Cover of “The Diaries of Emilio Renzi”.  “Years of Training,” by Ricardo Piglia.

Argentine writer Ricardo Piglia (1941-2017) constructed an alter ego using his middle name and maternal surname, a character that appeared frequently in his novels. And he also had an intimate life, recorded in diaries that spanned more than half a century, between 1957 – barely a teenager – and 2015, two years before his death. The first volume of these memoirs, entitled “The Diaries of Emilio Renzi,” was published last year. Years of training that turned out to be the best title in the course. In successive years the second volume was published with the subtitle “The Happy Years” and the third “A Day in the Life”. “Between astonishment and discovery, Emilio Renzi is the best Piglia, the clear-sighted one, the one with the precise word and the anecdote with long consequences,” said the Peruvian writer Iván Thays in the pages of Babelia.

2014

Cover of the new novel by Javier Marías: “This is how evil begins”.

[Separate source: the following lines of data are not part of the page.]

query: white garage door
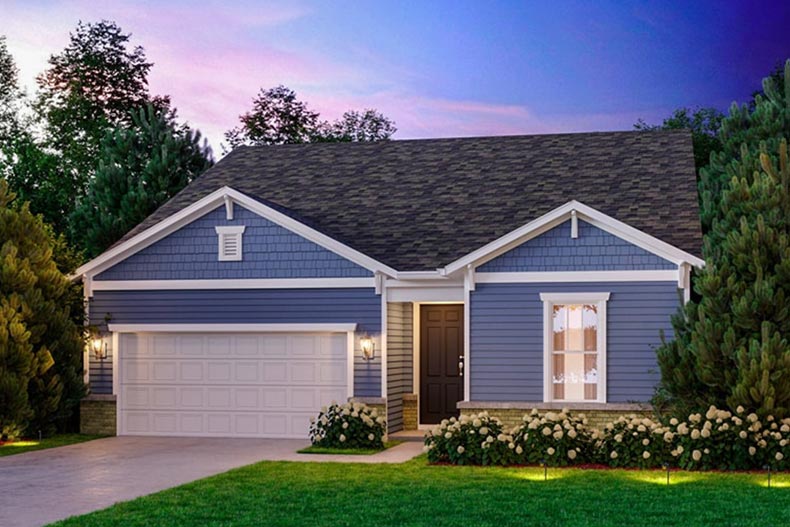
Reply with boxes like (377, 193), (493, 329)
(118, 333), (347, 438)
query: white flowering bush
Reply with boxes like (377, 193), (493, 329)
(309, 403), (387, 449)
(425, 412), (513, 465)
(669, 406), (790, 470)
(425, 406), (790, 470)
(511, 409), (592, 467)
(593, 415), (677, 468)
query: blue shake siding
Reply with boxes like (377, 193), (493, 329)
(477, 220), (677, 273)
(90, 288), (381, 397)
(470, 282), (680, 403)
(94, 205), (373, 280)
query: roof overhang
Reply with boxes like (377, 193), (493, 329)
(71, 187), (397, 280)
(439, 200), (705, 276)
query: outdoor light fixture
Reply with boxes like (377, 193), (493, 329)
(359, 335), (376, 360)
(91, 332), (107, 360)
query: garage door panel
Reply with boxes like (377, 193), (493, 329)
(150, 361), (178, 383)
(234, 361), (260, 383)
(235, 337), (261, 356)
(206, 336), (231, 357)
(179, 387), (206, 410)
(206, 388), (230, 410)
(177, 335), (206, 357)
(263, 361), (288, 383)
(179, 360), (204, 382)
(148, 386), (178, 409)
(151, 336), (178, 357)
(289, 335), (321, 358)
(288, 362), (318, 383)
(206, 361), (232, 382)
(119, 334), (347, 437)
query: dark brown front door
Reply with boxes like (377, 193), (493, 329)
(420, 304), (464, 424)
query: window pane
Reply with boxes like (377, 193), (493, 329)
(565, 304), (584, 351)
(582, 305), (598, 351)
(552, 353), (565, 399)
(552, 305), (567, 351)
(584, 353), (598, 401)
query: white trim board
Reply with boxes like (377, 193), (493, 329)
(440, 200), (705, 275)
(71, 187), (397, 279)
(107, 323), (357, 333)
(90, 277), (375, 296)
(480, 269), (678, 287)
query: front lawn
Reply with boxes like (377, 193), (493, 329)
(56, 456), (790, 527)
(0, 434), (103, 457)
(296, 441), (403, 456)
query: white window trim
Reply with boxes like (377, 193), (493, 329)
(540, 293), (610, 403)
(214, 225), (246, 262)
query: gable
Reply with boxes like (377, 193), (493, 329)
(94, 204), (373, 281)
(477, 220), (677, 273)
(113, 131), (702, 272)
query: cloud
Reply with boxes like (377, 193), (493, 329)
(3, 0), (644, 153)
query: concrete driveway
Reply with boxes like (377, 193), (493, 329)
(0, 437), (422, 527)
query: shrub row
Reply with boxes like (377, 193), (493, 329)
(309, 403), (387, 449)
(425, 407), (790, 470)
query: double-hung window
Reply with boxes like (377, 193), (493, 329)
(540, 293), (609, 402)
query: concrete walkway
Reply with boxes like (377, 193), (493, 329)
(0, 437), (422, 527)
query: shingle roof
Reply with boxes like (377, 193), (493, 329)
(119, 131), (702, 271)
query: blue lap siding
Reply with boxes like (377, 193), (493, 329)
(90, 288), (381, 397)
(94, 205), (373, 280)
(470, 282), (680, 403)
(477, 220), (677, 273)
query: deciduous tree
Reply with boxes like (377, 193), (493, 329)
(72, 104), (212, 257)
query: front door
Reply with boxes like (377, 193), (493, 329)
(420, 304), (464, 424)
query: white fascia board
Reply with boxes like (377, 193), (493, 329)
(387, 284), (464, 302)
(91, 278), (374, 296)
(387, 275), (464, 288)
(476, 269), (678, 284)
(71, 187), (397, 279)
(540, 292), (610, 302)
(107, 323), (357, 333)
(440, 200), (705, 275)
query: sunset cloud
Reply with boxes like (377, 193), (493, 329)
(0, 0), (778, 153)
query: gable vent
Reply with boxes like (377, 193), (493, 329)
(215, 225), (245, 262)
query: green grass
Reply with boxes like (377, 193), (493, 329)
(296, 441), (403, 456)
(51, 456), (790, 527)
(0, 434), (102, 457)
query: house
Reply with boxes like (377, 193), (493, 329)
(77, 131), (704, 437)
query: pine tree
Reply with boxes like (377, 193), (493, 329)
(31, 20), (170, 235)
(700, 60), (790, 232)
(71, 105), (212, 257)
(658, 141), (790, 416)
(656, 61), (790, 416)
(0, 180), (85, 434)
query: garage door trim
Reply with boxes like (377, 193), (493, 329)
(107, 323), (357, 440)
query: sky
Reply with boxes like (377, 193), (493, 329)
(0, 0), (790, 154)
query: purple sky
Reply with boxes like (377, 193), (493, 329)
(0, 0), (790, 153)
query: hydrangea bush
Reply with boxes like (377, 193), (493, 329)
(309, 403), (387, 449)
(513, 410), (591, 467)
(425, 412), (513, 465)
(592, 415), (676, 468)
(425, 407), (790, 470)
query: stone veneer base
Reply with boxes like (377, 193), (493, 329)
(80, 394), (117, 436)
(458, 401), (654, 429)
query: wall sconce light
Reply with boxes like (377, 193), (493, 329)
(359, 335), (376, 360)
(91, 332), (107, 360)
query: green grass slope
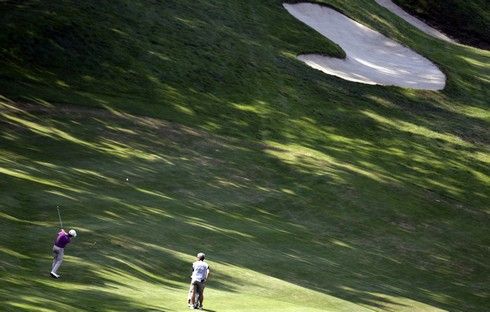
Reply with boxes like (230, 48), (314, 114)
(0, 0), (490, 312)
(394, 0), (490, 50)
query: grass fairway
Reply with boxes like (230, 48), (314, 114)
(0, 0), (490, 312)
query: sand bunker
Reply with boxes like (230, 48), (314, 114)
(284, 3), (446, 90)
(376, 0), (455, 43)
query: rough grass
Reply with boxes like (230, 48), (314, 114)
(0, 0), (490, 311)
(394, 0), (490, 50)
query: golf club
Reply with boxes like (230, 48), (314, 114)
(56, 206), (63, 228)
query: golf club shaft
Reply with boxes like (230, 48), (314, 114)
(56, 207), (63, 228)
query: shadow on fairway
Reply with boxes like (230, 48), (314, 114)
(0, 1), (490, 311)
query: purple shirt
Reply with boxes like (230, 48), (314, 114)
(54, 231), (70, 248)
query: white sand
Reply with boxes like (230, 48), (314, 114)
(284, 3), (446, 90)
(376, 0), (455, 43)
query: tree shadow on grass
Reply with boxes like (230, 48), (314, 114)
(1, 103), (488, 311)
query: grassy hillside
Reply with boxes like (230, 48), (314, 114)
(394, 0), (490, 50)
(0, 0), (490, 312)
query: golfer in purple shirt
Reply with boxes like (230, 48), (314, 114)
(50, 229), (77, 278)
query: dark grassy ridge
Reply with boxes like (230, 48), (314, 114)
(394, 0), (490, 50)
(0, 1), (490, 311)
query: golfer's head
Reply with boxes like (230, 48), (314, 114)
(68, 229), (77, 237)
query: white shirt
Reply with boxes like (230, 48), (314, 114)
(191, 261), (209, 282)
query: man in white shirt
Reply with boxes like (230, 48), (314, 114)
(188, 252), (209, 310)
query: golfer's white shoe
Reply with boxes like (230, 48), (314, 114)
(49, 272), (61, 278)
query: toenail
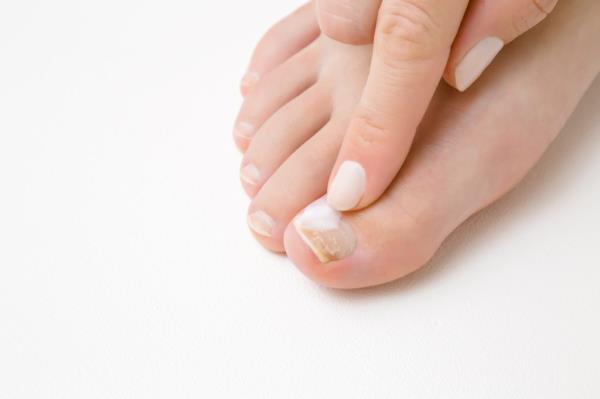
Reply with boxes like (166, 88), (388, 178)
(233, 122), (256, 140)
(240, 163), (260, 186)
(454, 37), (504, 91)
(242, 71), (260, 89)
(294, 199), (356, 263)
(248, 211), (275, 237)
(327, 161), (367, 211)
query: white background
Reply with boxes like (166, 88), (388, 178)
(0, 0), (600, 399)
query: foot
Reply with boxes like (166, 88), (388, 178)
(236, 1), (600, 288)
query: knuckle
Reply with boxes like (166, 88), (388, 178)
(377, 0), (440, 62)
(529, 0), (558, 15)
(511, 0), (558, 37)
(353, 117), (391, 150)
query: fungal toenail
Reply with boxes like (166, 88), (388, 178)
(294, 199), (356, 263)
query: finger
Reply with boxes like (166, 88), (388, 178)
(317, 0), (381, 44)
(444, 0), (558, 91)
(241, 2), (320, 96)
(328, 0), (468, 211)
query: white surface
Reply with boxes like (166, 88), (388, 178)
(0, 0), (600, 399)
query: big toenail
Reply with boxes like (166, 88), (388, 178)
(240, 163), (260, 186)
(233, 122), (256, 139)
(294, 199), (356, 263)
(242, 71), (260, 89)
(248, 211), (275, 237)
(327, 161), (367, 211)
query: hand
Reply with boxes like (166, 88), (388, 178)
(317, 0), (556, 211)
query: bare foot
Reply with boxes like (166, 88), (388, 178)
(236, 1), (600, 288)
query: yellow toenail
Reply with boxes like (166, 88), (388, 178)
(294, 199), (356, 263)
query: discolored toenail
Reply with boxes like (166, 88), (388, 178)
(294, 199), (356, 263)
(248, 211), (275, 237)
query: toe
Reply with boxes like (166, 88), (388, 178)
(284, 99), (487, 289)
(240, 85), (331, 196)
(248, 117), (345, 252)
(241, 3), (320, 96)
(234, 43), (319, 151)
(317, 0), (381, 44)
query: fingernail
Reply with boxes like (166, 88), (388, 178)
(248, 211), (275, 237)
(233, 122), (256, 139)
(242, 71), (260, 89)
(240, 163), (260, 186)
(455, 37), (504, 91)
(294, 199), (356, 263)
(327, 161), (367, 211)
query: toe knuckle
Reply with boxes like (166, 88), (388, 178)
(511, 0), (558, 37)
(377, 0), (440, 62)
(529, 0), (558, 15)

In a year in which “important books by important writers were published: Marsé, Muñoz Molina, Landero, Cercas, Luis Mateo Díez, Gimferrer in poetry, Ferrer Lerín, Molina Foix, Guelbenzu…”, the writer Javier Marías Madrid expressed surprise about the result, as the author himself admitted in an interview with Javier Rodríguez Marcos, a few days after his book was chosen best of the year by the EL PAÍS experts. A novel set in transition that uses the secrets of a marriage to take advantage of the opportunity of historical memory.

2013

Cover of the book “On the Shore” by Rafael Chirbes

The renowned author of Crematorio (2007), in which he delves into the terrible world of unscrupulous speculators sucking blood on the Mediterranean coast, presents in 2013 the terrible consequences of the brutal crisis that Spain suffered in the following years. “No exit. The present is the story of a man who ruins himself by falling into the temptation of greed. “The past is a father, raised in old revolutionary dreams, who, because of his own resentment and distance, becomes a despicable one Reality gradually separated from life,” summarized Luis García Montero in his review, for which he received the best book of 2013 and numerous cultural supplements.